Before there was a clear dividing line between magic and science, and before the kind of modern specialization that delineated disciplines so that journalists & novelists seem like separate species and botanists focus on particular plant families, there were educated, curious people (most often men of means as women rarely had the time & money) committed to learning in the broadest sense. They read ancient manuscripts on magic, traveled to exotic places, and collected objects.

Shrunken heads, feathers from far away birds, skeletons of small mammals, dinosaur bones, fossils, crystals, arcane tools, ancient carved totems, porcupine quills, and other fascinating things were on display to inspire the collector or inspire envy in other curious men of means.

Artists have often collected stuff and filled their studios. Matisse is known for fabrics; Picasso collected African masks & statues; and Rembrandt had a cabinet of curious objects that would have made any of his contemporaries jealous.

Like everyone else today, I collect bits & pieces of stories that are digital as opposed to concrete.
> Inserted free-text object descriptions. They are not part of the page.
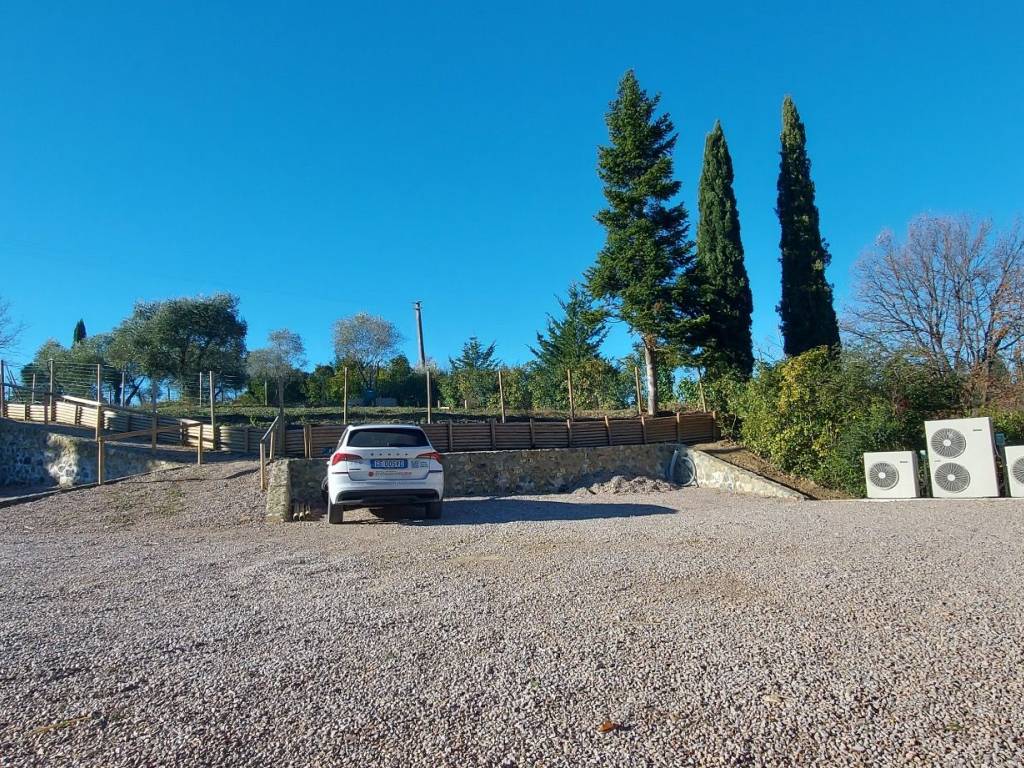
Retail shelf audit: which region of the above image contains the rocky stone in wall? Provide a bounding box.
[0,420,175,486]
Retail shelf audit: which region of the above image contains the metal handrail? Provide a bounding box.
[259,414,282,492]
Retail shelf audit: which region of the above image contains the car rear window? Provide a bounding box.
[345,427,430,447]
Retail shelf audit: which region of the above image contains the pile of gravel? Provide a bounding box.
[570,474,682,497]
[0,464,1024,768]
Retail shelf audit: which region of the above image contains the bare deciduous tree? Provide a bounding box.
[334,312,401,389]
[844,215,1024,406]
[247,329,306,408]
[0,299,22,352]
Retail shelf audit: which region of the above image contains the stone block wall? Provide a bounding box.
[0,420,174,486]
[686,449,806,501]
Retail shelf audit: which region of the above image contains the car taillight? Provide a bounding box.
[331,453,362,467]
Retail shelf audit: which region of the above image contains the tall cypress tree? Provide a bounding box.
[587,71,699,414]
[775,96,840,355]
[71,319,85,346]
[696,122,754,379]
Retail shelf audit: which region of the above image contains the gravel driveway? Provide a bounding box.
[0,463,1024,766]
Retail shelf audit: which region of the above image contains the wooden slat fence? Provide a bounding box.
[6,397,719,457]
[285,414,719,457]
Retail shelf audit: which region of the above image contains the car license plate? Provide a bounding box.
[370,459,409,469]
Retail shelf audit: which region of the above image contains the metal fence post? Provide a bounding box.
[498,369,505,424]
[96,362,103,440]
[210,371,220,451]
[423,366,432,424]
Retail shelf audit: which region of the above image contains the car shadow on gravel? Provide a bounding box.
[344,497,678,525]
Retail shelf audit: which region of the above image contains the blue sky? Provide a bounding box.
[0,2,1024,372]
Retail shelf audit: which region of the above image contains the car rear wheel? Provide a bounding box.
[327,499,345,525]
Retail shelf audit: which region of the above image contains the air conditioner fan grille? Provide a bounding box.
[1010,456,1024,485]
[931,427,967,459]
[935,462,971,494]
[867,462,899,490]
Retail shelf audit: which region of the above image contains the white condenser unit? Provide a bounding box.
[1005,445,1024,499]
[864,451,921,499]
[925,417,999,499]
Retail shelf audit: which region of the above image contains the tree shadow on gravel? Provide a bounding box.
[343,497,677,525]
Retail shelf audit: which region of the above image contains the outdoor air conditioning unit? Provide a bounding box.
[1004,445,1024,498]
[864,451,921,499]
[925,417,999,499]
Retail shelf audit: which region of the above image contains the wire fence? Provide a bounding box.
[3,359,706,425]
[3,360,250,408]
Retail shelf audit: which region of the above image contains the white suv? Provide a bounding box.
[326,424,444,523]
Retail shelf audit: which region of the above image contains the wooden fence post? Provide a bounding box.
[150,379,159,451]
[210,371,220,451]
[498,369,505,424]
[565,369,575,419]
[50,357,57,423]
[96,362,103,440]
[633,366,643,416]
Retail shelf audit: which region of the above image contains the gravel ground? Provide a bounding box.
[0,463,1024,766]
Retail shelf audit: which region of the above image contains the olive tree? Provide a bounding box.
[334,312,401,390]
[246,329,306,409]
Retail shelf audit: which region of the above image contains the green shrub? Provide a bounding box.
[729,347,966,496]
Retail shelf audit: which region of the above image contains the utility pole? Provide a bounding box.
[413,301,427,368]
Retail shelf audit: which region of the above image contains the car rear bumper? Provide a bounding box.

Snippets of news articles, images of art, quotes from philosophers, etc. crowd my computer desktop or get printed out and stuck to my bulletin board along with the phone number of the doormen’s desk and the routing number for my bank account. Still I have actual STUFF in my own version of a curiosity cabinet. It’s the stuff that hangs out with my perfume bottles. It’s my personal wunderkammer of small things.

Do you have a cabinet of wonders?

There are a few real treasures mixed in with the bits & pieces of silly memories and tiny gifts from friends.

There are a few real treasures mixed in with the bits & pieces of silly memories and tiny gifts from friends.


  1. I’m afraid I don’t collect small, intriguing objects. Instead, I collect tiny animals made our of pipecleaners and porcelain cups and saucers. All my ‘found’ objects are in my filing cabinet or saved under Bookmarks. I do like yours though. 🙂

    • Candy Korman

      For me, it’s odd bits & pieces clustered around my perfume bottles. Then friends saw my perfume bottles and gave me nice bottles. Others knew I liked cats and gave me cat objects. Then I bought trinkets on my travels (especially on my short trip to Japan where you sort of had to buy a thing at each temple or shrine) and little by little the number of things grew. I added photographs of friends—usually funny photos—plus a few of my mom’s netsuke and then a marble and a funny box and… you get the picture. Unfortunately the porcupine needle dropped and broke! BOO HOO…
      It was one of my few nods toward the curiosity cabinets of learned men.